In fact, homeowners with "poor," or below-average, credit scores have to pay 114% more in premiums than someone with "excellent" credit.
In some states, that gap can be much wider. In Arizona, for instance, a poor score could force homeowners to pay annual premiums in excess of $2,820 a year, a 268% increase over average costs of $765 in the state. In Oklahoma, a homeowner with poor credit might have to pay 248% more, or nearly $6,200 annually.
Your credit-based insurance score is based on a variety of factors in your credit history, and is used by insurance companies to help set rates. This score helps them "predict how often you are likely to file claims, and/or how expensive those claims will be," notes the American Insurance Association.
Unfortunately consumers don't typically have access to this type of credit score, as they do with ones used by banks to determine whether a person can be issued a credit card. Most credit card lenders let you see your monthly FICO score, provided by one of the big three credit rating agencies, along with information about what's causing your FICO to go up or done. Nothing like that exists for home insurance.
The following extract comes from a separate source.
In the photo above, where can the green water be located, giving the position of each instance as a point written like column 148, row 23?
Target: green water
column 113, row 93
Yet even having just "fair," or average, credit can set you back. The typical homeowner with fair credit spends 36% more than a borrower with excellent credit.
In Indiana, that could lead to paying annual premiums of more than $1,500, rather than the state average of $944. However, there's practically no difference between homeowners with fair and excellent credit scores in North Carolina. (Maryland, Massachusetts and California can't factor in credit ratings to price home insurance, according to InsuranceQuotes.com.)